First benefit is, that you don’t need to provide any target-specific binaries to target different architectures. This removes some packaging problems and handling many build-system configurations. The instruction set can be decided at runtime, and only a dedicated version of a kernel has to be generated.
The second benefit is, that you can decide when kernels have to be generated. This means that you can wait until very last moment, and even generate a kernel suitable for your input data! Can you imagine new possibilities…?
Now the drawbacks: the first one is again portability. So far I haven’t seen a good standalone library that addresses code generation for multiple architectures. JIT assemblers are targeting specific instruction sets only. Compiler tool chains such as LLVM allow you to develop a JIT compiler but they don’t offer a deployable solution.
The second issue is programming complexity: with JIT assemblers you don’t have an abstraction available over an instruction set. If you want to use JIT compiler, then the problem might be the need to understand some compiler design practices as well as to develop a form of an embedded language.
Just to summarize. I would rank different approaches in following categories:
- Performance in basic, most common scenarios (Like ‘A+B’)

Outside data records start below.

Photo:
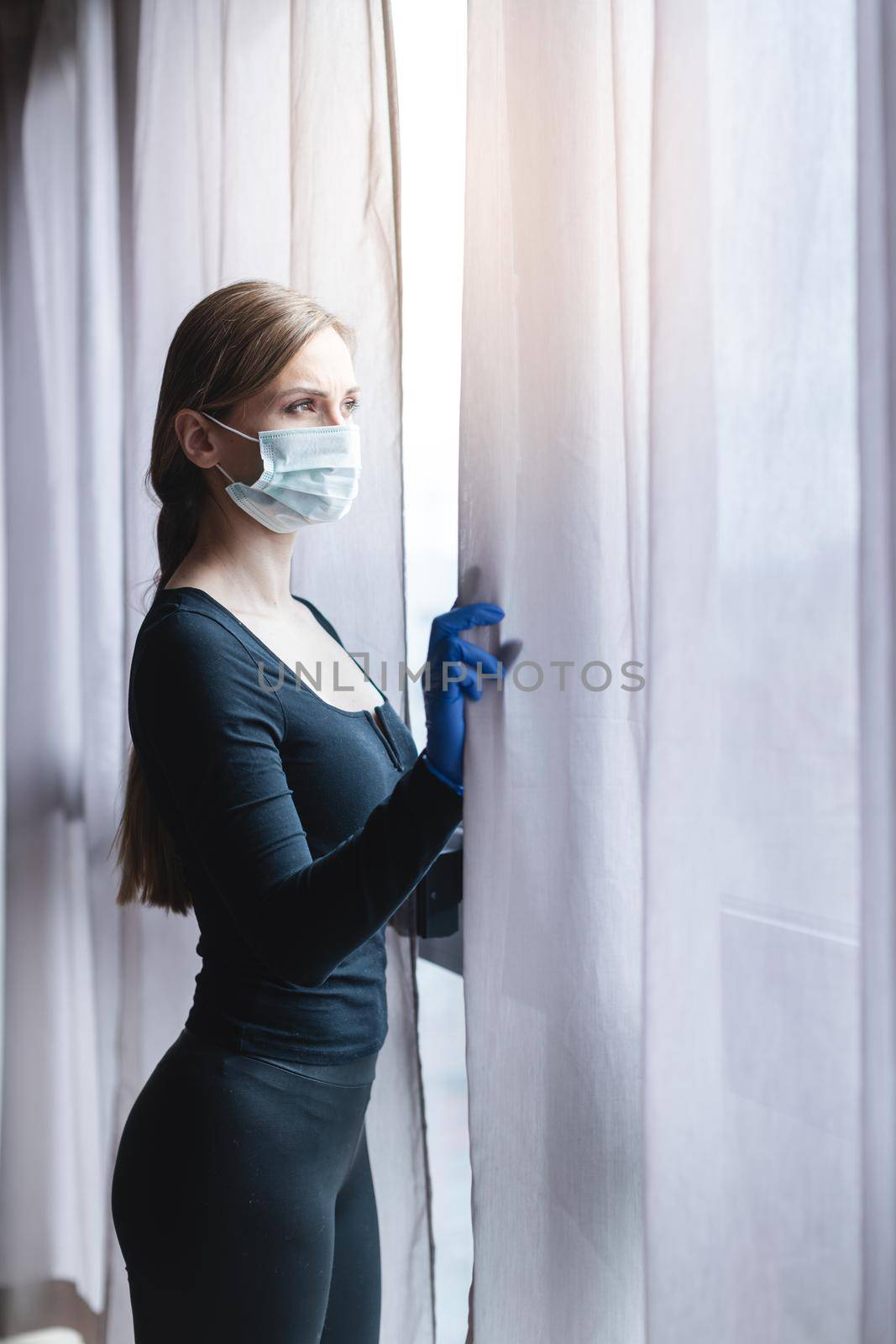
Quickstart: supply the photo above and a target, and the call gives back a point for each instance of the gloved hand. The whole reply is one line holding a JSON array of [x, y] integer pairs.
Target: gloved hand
[[450, 659]]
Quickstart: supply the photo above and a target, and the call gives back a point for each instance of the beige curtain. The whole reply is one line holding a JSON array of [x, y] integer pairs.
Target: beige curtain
[[154, 152], [676, 961]]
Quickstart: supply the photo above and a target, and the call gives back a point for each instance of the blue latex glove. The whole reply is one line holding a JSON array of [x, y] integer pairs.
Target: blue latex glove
[[450, 658]]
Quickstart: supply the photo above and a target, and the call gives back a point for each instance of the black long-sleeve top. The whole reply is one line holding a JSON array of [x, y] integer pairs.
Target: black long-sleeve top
[[301, 828]]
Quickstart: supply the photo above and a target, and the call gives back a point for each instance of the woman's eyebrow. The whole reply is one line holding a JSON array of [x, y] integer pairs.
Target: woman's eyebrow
[[315, 391]]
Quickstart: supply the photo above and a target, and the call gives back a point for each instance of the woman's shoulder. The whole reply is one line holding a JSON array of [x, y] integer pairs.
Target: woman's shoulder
[[187, 633], [318, 616]]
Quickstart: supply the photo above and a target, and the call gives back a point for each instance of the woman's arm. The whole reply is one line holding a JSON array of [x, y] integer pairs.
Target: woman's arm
[[197, 711]]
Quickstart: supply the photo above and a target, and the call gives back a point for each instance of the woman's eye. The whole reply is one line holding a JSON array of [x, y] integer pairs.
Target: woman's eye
[[351, 402]]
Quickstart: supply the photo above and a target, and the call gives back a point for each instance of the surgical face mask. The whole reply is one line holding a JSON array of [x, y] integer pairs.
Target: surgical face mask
[[311, 475]]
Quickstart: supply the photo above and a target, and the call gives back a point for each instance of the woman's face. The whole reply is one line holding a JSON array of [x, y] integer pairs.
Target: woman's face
[[316, 387]]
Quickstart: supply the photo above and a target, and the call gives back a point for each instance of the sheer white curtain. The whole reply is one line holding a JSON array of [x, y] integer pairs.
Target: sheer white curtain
[[660, 461], [154, 152]]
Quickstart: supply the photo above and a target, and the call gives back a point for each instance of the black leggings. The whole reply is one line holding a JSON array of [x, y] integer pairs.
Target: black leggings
[[244, 1202]]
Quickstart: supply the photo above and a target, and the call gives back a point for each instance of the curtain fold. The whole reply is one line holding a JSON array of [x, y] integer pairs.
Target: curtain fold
[[876, 311], [154, 152], [660, 463]]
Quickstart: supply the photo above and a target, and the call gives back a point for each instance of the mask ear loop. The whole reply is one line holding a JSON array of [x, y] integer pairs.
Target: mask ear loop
[[253, 437]]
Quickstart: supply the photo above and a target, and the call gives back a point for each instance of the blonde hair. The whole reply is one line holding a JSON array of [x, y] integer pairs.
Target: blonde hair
[[228, 349]]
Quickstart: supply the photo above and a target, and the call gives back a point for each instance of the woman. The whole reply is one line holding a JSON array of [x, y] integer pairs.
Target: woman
[[295, 822]]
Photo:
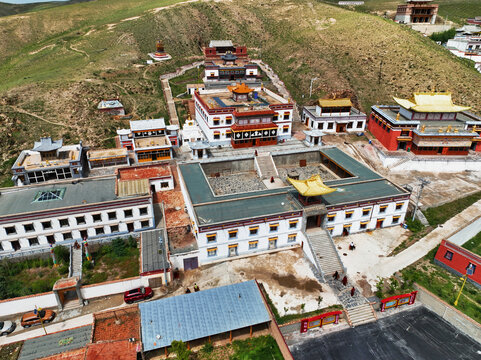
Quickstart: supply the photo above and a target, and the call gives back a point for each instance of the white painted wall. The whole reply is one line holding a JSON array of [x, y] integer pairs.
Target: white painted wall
[[27, 303]]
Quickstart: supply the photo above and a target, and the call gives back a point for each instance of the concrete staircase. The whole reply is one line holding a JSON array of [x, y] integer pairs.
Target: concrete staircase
[[361, 314], [325, 252], [75, 262], [265, 166]]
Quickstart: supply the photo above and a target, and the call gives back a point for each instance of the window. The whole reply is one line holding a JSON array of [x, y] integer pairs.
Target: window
[[212, 252], [448, 255], [211, 237], [10, 230], [33, 241], [28, 227]]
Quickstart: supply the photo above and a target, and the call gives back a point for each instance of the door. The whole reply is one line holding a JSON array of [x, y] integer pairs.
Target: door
[[191, 263]]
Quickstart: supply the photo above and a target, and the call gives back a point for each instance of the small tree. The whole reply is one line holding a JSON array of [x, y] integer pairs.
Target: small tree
[[179, 348]]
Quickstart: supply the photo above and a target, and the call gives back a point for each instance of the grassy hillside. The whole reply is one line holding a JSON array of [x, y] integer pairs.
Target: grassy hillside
[[58, 63]]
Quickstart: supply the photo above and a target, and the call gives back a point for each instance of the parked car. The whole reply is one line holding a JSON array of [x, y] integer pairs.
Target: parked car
[[35, 318], [141, 293], [7, 327]]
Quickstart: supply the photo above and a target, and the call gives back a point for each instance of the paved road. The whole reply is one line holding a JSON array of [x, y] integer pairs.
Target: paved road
[[415, 334]]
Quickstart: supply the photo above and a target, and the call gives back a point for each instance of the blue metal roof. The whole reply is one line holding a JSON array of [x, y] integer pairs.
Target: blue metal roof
[[200, 314]]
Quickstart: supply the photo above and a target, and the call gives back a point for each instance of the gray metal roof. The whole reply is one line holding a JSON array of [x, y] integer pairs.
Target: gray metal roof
[[47, 144], [220, 43], [152, 260], [20, 200], [145, 125], [201, 314], [57, 343]]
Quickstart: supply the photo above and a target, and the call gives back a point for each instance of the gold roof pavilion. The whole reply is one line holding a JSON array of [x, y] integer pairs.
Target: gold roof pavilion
[[311, 187], [434, 102]]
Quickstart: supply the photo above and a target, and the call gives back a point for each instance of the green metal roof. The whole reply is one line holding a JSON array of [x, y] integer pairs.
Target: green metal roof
[[21, 200]]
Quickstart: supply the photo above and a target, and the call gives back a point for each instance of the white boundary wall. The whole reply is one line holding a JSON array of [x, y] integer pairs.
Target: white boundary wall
[[27, 303]]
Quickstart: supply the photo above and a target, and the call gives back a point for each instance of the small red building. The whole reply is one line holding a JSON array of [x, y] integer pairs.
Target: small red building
[[426, 124], [457, 260]]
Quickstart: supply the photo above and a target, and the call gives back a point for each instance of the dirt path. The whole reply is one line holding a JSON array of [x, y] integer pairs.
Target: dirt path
[[39, 117]]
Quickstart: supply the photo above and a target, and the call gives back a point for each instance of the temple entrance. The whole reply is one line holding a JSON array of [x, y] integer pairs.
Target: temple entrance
[[314, 221]]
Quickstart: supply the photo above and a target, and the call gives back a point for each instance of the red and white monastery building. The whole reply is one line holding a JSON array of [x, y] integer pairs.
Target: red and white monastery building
[[240, 116], [427, 124]]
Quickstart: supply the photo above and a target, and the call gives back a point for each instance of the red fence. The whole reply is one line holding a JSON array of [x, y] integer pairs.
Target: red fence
[[398, 300], [319, 320]]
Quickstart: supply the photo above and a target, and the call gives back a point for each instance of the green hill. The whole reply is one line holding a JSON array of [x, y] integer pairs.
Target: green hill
[[59, 62]]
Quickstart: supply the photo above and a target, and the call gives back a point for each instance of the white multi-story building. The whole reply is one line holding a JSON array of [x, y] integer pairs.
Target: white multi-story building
[[334, 116], [240, 116], [33, 217]]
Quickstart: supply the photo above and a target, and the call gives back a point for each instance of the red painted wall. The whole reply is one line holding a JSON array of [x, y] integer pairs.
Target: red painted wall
[[388, 139], [460, 260]]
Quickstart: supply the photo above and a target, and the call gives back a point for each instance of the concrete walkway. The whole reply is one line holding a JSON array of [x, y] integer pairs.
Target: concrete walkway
[[388, 266]]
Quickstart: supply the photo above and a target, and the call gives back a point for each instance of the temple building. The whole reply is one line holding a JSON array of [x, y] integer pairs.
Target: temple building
[[228, 63], [334, 116], [416, 12], [252, 216], [240, 116], [427, 124], [49, 160]]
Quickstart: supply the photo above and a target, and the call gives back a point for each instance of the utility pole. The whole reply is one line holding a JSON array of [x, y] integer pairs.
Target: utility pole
[[310, 87], [424, 182], [380, 73]]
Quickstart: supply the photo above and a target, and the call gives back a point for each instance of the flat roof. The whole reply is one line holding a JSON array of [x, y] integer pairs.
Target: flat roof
[[56, 343], [77, 192], [146, 125], [201, 314], [152, 259]]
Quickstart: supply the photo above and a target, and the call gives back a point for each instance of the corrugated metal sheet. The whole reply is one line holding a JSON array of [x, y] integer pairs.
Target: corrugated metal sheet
[[57, 343], [197, 315], [133, 187]]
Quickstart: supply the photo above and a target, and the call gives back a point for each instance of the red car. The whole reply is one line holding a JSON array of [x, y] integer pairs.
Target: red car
[[138, 294]]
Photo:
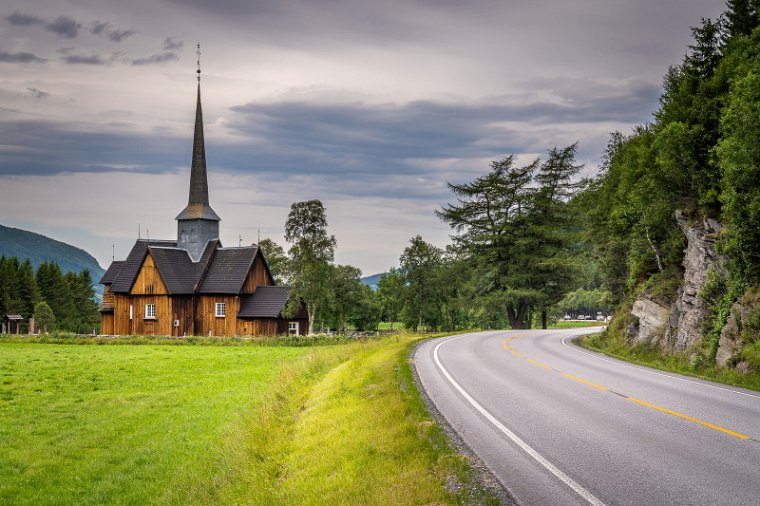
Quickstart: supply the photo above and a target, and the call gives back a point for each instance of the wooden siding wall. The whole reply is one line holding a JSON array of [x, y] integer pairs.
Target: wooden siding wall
[[206, 321], [161, 325], [182, 307], [106, 323], [257, 276], [270, 326], [148, 280]]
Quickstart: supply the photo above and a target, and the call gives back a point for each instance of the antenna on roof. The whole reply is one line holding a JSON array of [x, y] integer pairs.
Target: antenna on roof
[[198, 52]]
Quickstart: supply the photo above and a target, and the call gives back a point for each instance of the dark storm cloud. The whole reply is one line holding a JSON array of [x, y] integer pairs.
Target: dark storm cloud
[[20, 19], [80, 59], [360, 149], [156, 58], [170, 43], [45, 148], [20, 58], [113, 33], [370, 138], [64, 26]]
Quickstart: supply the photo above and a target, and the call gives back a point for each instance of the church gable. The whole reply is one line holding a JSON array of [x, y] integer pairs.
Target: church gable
[[149, 280], [258, 275]]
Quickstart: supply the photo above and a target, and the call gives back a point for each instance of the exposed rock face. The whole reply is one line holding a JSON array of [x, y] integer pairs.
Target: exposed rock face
[[679, 327], [653, 319], [730, 344], [689, 310]]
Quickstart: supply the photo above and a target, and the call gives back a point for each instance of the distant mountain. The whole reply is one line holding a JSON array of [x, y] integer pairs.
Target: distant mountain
[[372, 281], [38, 248]]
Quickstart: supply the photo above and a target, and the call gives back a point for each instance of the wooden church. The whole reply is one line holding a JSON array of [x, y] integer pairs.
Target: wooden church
[[192, 285]]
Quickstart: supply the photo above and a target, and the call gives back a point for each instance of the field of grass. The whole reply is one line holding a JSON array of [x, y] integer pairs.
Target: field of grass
[[676, 362], [159, 424]]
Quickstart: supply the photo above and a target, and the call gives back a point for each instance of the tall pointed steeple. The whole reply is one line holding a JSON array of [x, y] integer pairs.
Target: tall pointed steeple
[[197, 223]]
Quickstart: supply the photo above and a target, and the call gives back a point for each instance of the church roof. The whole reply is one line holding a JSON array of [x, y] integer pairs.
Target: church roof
[[266, 302], [125, 278], [112, 272], [228, 270]]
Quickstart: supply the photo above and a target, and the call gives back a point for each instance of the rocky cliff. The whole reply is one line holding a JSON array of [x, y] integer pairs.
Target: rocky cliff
[[678, 326]]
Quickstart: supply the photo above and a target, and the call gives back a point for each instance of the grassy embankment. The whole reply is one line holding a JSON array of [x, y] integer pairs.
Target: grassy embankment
[[613, 344], [153, 424]]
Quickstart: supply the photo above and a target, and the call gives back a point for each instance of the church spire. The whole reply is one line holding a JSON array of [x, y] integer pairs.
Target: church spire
[[197, 223], [198, 203]]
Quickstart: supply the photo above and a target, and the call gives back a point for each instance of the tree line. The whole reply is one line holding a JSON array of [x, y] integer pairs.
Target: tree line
[[56, 300], [514, 257], [700, 157], [532, 241]]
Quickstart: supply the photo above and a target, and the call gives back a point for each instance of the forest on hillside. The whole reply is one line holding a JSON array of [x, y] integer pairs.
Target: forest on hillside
[[57, 301], [533, 242]]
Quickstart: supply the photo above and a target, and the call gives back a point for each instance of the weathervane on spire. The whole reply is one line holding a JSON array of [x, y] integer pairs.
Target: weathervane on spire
[[198, 52]]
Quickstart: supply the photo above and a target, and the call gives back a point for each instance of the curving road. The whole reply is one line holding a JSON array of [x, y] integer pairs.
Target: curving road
[[557, 424]]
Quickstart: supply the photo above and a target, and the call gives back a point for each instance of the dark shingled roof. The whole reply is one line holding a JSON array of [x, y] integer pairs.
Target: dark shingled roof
[[266, 302], [179, 273], [112, 272], [228, 270], [126, 276]]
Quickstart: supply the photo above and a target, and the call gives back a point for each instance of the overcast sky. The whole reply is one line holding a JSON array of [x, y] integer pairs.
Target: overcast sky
[[370, 107]]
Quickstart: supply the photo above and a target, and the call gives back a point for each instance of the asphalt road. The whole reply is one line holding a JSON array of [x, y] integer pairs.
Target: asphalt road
[[557, 424]]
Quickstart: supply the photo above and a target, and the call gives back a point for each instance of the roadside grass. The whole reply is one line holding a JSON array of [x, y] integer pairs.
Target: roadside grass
[[360, 434], [97, 425], [384, 326], [150, 424], [615, 346]]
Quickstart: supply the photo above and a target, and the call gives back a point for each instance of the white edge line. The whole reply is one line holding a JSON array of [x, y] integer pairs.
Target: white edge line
[[646, 369], [588, 496]]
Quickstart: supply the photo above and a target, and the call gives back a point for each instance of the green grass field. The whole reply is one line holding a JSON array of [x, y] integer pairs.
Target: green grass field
[[163, 424]]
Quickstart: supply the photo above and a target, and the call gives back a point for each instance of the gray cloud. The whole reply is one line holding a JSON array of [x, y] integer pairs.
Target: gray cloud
[[170, 43], [355, 148], [79, 59], [46, 148], [64, 26], [38, 94], [156, 58], [22, 57], [107, 29], [347, 137], [20, 19]]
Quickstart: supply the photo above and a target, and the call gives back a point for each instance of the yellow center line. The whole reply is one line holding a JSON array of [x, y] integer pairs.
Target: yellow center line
[[506, 344], [685, 417], [581, 380]]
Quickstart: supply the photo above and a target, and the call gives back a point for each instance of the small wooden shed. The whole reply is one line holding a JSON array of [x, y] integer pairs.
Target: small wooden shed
[[13, 322]]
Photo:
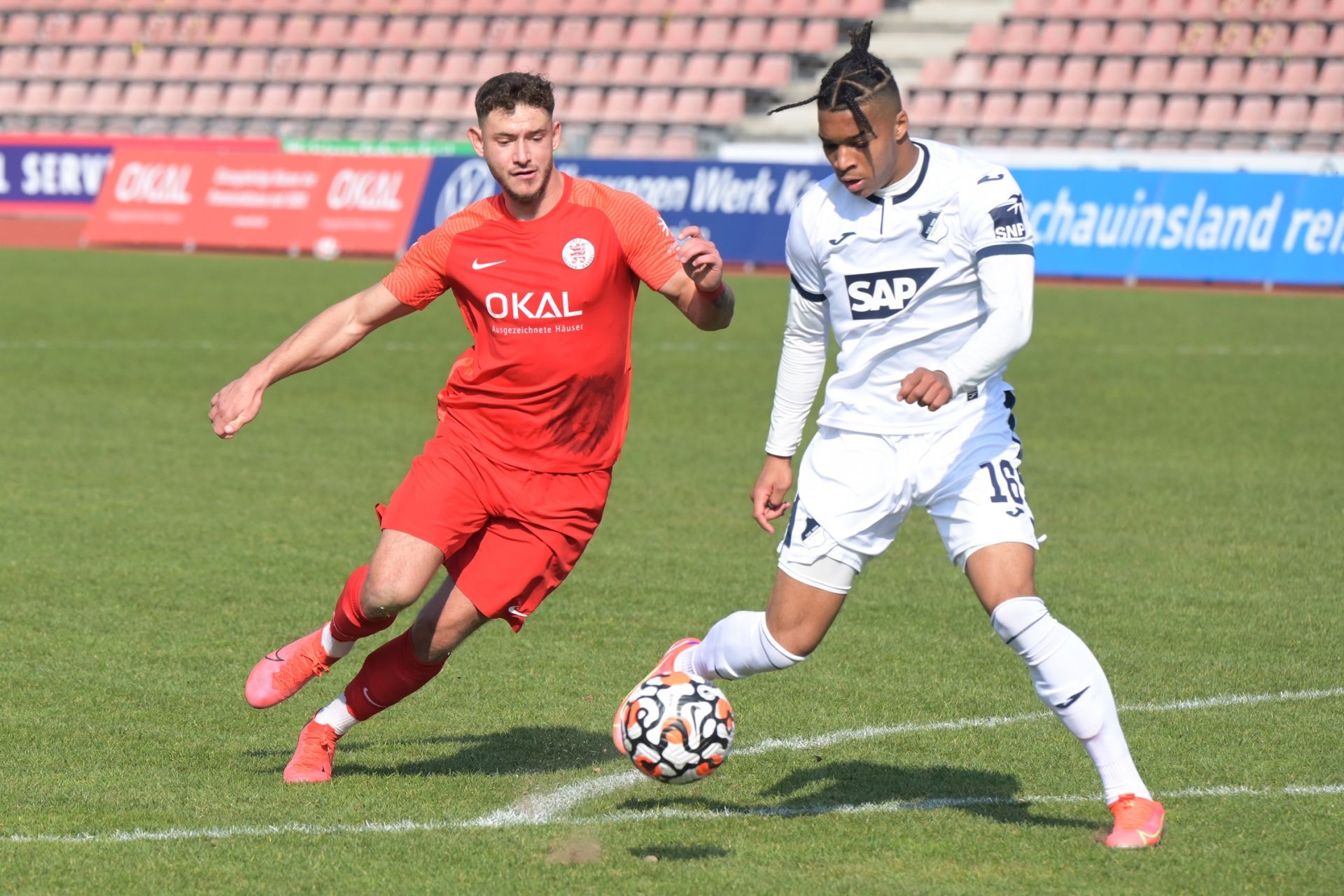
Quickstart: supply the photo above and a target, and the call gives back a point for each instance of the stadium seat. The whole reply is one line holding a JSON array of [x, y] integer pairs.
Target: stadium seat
[[772, 71], [1042, 74]]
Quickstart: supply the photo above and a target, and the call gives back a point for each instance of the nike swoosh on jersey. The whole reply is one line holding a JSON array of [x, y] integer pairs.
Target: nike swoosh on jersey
[[1073, 700]]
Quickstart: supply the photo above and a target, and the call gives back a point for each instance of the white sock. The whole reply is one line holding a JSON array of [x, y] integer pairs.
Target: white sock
[[336, 715], [1073, 684], [736, 648], [334, 648]]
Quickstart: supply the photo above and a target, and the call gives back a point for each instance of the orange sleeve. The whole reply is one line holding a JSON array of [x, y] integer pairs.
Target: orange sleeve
[[422, 274], [645, 238]]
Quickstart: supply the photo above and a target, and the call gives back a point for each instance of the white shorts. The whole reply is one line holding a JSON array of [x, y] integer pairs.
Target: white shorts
[[855, 491]]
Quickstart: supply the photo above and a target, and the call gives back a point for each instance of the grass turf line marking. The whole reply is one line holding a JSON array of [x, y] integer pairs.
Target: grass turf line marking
[[650, 814], [553, 806], [940, 802]]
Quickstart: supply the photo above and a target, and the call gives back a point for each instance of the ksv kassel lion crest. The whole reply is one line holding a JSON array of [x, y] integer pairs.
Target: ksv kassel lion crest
[[578, 253]]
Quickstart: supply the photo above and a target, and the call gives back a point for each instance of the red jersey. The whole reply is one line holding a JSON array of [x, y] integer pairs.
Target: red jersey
[[550, 304]]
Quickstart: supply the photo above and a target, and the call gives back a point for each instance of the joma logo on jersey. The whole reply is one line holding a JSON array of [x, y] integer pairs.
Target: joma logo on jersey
[[885, 293], [528, 307], [1007, 219]]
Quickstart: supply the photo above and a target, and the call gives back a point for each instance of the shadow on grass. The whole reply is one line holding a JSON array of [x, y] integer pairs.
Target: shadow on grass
[[528, 750], [841, 786]]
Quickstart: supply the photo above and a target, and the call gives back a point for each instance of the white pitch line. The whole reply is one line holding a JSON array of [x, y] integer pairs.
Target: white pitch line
[[553, 808], [939, 802], [932, 804]]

- Performance in corner-case situations (Like permutations or data-dependent control flow),
- Performance portability (As how likely it is to see performance degradation of the same code on another platform?)
- Performance stability (How reluctant is the performance of a specific fragment of code to changes in the near neighborhood?)
- Target portability (Will the code be able to be re-compiled for another platform?)
- User code structure (Does the user need to write any additional code except for the SIMD sensitive parts?)
- Architecture knowledge (How much does the user need to know about specific instruction set?)
- SIMD knowledge (How much does the user need to know to efficiently use SIMD instructions?)
- Additional programming knowledge (Are there any framework conventions or specific idioms that need to be known?)
As for the notes that I am giving, those are completely subjective values in range 1-6. The higher value, the better an approach scores in a given category.
I might be biased by what I already know and I also considered the different ranking categories in the context of existing tools. Things might change as all approaches will evolve, so it is not a definitive comparison. If you disagree, let me know.
In general all approaches should give you pretty high performance in most common scenarios. To really compare each approach you have to look also on how important portability is for your project, how much of an effort will it be to scale use of a specific technology across the whole project, and how comfortable do you feel with a specific way you approach task at hand. There is no silver bullet.